“The Intel 8086 processor (1978) has a complicated instruction set with instructions ranging from one to six bytes long. This raises the question of how the processor knows the length of an instruction.1 The answer is that the 8086 uses an interesting combination of lookup ROMs and microcode to determine how many bytes to use for an instruction. In brief, the ROMs perform enough decoding to figure out if it needs one byte or two. After that, the microcode simply consumes instruction bytes as it needs them. Thus, nothing in the chip explicitly “knows” the length of an instruction. This blog post describes this process in more detail.
The die photo below shows the chip under a microscope. I’ve labeled the key functional blocks; the ones that are important to this post are darker. Architecturally, the chip is partitioned into a Bus Interface Unit (BIU) at the top and an Execution Unit (EU) below. The BIU handles bus and memory activity as well as instruction prefetching, while the Execution Unit (EU) executes the instructions.

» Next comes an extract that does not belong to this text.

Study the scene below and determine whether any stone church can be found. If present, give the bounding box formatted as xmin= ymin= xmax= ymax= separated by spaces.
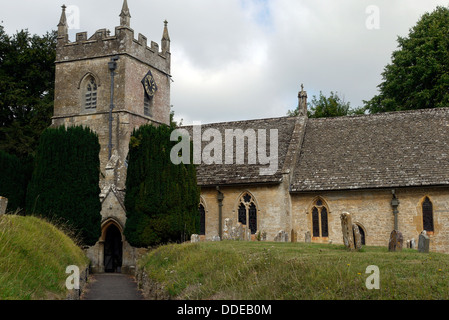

The prefetch queue, the loader, and the microcode
The 8086 uses a 6-byte instruction prefetch queue to hold instructions, and this queue will play an important role in this discussion.3 Earlier microprocessors read instructions from memory as they were needed, which could cause the CPU to wait on memory. The 8086, instead, read instructions from memory before they were needed, storing them in the instruction prefetch queue. (You can think of this as a primitive instruction cache.) To execute an instruction, the 8086 took bytes out of the queue one at a time. If the queue ran empty, the processor waited until more instruction bytes were fetched from memory into the queue.
A circuit called the loader handles the interaction between the prefetch queue and instruction execution. The loader is a small state machine that provides control signals to the rest of the execution circuitry. The loader gets the first byte of an instruction from the prefetch queue and issues a signal FC (First Clock) that starts execution of the instruction.
At this point, the Group Decode ROM performs the first stage of instruction decoding, classifying the instruction into various categories based on the opcode byte. Most of the 8086’s instructions are implemented in microcode. However, a few instructions are so simple that they are implemented with logic circuits. For example, the CLC (Clear Carry) instruction clears the carry flag directly. The Group Decode ROM categorizes these instructions as 1BL (one-byte, implemented in logic). The loader responds by issuing an SC (Second Clock) signal to wrap up execution and start the next instruction. Thus, these simple instructions take two clock cycles.
The 8086 has various prefix bytes that can be put in front of an instruction to change its behavior. For instance, a segment prefix changes the memory segment that the instruction uses. A LOCK prefix locks the bus during the next instruction. The Group Decode ROM detects a prefix and outputs a prefix signal. This causes the prefix to be handled in logic, rather than microcode, similar to the 1BL instructions. Thus, a prefix also takes one byte and two clock cycles.
The remaining instructions are handled by microcode.2 Let’s start with a one-byte instruction such as INC AX, which increments the AX register. As before, the loader gets the instruction byte from the prefix queue. The Group Decode ROM determines that this instruction is implemented in microcode and can start after one byte, so the microcode engine starts running. The microcode below handles the increment and decrement instructions. It moves the appropriate register, indicated by M to the ALU’s temporary B register. It puts the incremented or decremented result (Σ) back into the register (M). RNI tells the loader to run the next instruction. With two micro-instruction, this instruction takes two clock cycles.”